A lawmaker initiated the Balik Probinsya Bagong Pag-Asa Program to help relocate Filipinos in cities and back to provinces to help spur growth in the countryside, and supported by 23 government agencies. Integrating returning OFWs back to their provinces could be patterned from this program where their expertise can be utilized to help develop regional development.

It may not be as appealing as returning to their high paying jobs abroad, but reintegrating OFWs back to the Philippine job market is the next best thing to do and mitigate the loss of remittance cashflow. Indirectly reversing the brain drain that has deprived the Philippines of its bright minds in favor of foreign interests, reintegration of returning OFWs could spur innovation in local industries, develop advanced processes, and nurture industry growth. This is only possible with adequate support and proper coordination among implementing agencies.
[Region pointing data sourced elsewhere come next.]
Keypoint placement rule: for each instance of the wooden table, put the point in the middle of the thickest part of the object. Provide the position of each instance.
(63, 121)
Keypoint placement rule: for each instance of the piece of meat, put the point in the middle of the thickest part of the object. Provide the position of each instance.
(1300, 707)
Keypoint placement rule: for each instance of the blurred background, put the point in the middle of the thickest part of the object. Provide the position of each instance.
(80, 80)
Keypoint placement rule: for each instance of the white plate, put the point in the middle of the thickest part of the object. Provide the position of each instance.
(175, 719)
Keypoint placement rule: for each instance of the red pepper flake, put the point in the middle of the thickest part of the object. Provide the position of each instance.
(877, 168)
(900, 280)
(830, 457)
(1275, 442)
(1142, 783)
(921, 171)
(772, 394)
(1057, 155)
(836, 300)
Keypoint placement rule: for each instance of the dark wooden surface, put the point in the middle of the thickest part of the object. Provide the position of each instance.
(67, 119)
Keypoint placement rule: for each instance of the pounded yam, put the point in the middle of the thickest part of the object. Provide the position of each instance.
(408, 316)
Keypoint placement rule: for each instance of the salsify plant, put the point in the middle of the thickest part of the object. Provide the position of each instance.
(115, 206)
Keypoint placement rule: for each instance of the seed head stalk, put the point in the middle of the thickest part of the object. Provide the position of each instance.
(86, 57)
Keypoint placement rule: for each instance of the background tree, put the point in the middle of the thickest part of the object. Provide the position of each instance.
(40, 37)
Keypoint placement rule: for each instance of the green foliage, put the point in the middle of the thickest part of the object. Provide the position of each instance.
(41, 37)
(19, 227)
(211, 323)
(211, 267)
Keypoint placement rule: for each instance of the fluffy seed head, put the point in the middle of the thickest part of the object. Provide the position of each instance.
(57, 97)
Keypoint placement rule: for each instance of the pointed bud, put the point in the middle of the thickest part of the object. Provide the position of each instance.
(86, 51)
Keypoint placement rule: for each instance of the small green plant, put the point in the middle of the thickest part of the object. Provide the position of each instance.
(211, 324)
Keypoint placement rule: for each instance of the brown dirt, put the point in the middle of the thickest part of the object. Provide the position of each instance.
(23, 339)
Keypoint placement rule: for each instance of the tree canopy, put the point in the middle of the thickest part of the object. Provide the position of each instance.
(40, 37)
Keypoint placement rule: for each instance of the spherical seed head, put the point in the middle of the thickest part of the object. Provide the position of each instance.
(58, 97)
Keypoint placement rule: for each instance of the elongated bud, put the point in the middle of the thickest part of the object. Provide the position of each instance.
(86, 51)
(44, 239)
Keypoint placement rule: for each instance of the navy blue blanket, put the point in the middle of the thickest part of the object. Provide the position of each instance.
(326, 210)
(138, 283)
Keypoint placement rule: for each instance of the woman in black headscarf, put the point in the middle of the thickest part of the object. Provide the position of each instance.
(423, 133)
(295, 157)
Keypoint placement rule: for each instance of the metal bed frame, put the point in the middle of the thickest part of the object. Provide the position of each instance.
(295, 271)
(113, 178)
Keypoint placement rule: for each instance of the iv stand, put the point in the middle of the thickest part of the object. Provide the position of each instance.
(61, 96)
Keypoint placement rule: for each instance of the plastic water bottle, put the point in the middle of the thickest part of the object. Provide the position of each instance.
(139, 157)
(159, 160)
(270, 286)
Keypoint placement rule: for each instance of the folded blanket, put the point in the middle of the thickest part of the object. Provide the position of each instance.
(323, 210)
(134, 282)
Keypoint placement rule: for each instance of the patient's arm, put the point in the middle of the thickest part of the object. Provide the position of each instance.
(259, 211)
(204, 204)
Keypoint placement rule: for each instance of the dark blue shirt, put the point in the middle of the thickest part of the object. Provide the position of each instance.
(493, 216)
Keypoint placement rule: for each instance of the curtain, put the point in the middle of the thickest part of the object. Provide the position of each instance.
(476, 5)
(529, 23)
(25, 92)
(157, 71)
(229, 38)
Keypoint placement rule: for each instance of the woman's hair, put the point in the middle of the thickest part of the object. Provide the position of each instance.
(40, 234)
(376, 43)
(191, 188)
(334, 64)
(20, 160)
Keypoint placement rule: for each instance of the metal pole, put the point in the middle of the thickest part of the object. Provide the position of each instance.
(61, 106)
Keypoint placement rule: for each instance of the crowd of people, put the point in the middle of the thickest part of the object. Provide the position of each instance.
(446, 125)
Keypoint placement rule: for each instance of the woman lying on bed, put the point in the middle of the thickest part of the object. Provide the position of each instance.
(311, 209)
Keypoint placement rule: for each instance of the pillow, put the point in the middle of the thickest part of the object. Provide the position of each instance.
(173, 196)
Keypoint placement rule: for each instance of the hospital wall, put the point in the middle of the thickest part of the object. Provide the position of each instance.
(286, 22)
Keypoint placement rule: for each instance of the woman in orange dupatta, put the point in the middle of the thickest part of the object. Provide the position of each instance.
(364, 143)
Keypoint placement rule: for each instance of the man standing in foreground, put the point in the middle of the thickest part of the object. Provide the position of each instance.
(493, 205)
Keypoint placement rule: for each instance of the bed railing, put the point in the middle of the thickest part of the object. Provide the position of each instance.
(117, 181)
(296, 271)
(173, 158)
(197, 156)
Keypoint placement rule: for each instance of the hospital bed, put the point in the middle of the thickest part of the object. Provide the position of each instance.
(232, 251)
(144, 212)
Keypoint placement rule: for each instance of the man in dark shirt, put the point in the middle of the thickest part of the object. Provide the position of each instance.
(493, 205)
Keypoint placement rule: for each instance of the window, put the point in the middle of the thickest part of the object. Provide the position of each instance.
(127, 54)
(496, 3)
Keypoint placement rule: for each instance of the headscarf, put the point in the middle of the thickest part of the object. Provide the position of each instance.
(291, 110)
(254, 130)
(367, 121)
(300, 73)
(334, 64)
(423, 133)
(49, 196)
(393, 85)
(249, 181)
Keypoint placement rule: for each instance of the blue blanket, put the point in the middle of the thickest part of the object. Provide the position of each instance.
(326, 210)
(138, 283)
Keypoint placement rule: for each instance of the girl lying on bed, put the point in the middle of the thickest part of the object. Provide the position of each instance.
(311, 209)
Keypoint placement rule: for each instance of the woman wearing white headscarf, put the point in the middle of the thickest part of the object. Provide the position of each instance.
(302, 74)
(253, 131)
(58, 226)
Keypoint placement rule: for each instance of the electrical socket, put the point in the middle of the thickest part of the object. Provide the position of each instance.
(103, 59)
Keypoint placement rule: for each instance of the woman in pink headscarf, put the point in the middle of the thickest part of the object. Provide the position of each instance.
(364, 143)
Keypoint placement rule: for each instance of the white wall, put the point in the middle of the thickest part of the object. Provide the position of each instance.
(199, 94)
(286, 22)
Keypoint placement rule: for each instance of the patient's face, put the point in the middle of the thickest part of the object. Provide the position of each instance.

Besides receiving aid through the AKAP program of DOLE-OWWA, OFWs and their families have been isolated from the social benefits other citizens have been receiving. While the Labor Department has already disbursed assistance to some 86,000 OFWs, it is still requesting for a higher allocation from the national government after receiving over 230,000 applications.

The Philippines has faced one calamity after another. It has endured annual visits of destructive typhoons. Just a few weeks before the coronavirus was declared a full-blown pandemic, Filipinos have been scrambling for masks not for fear of getting infected with certain diseases, but from the ashfall coming from an erupting volcano near Manila. The virus proved to be a different beast to tame, testing the resiliency of the Filipino spirit.

For many years, the so-called modern heroes have been on hand to offer a boost in the Philippine economy through their remittance dollars. Now, many of them are in distress, seeking help from the wrath of the virus, and the weight of impact in its aftermath. As they endure economic hardship, it’s about time to return the favor.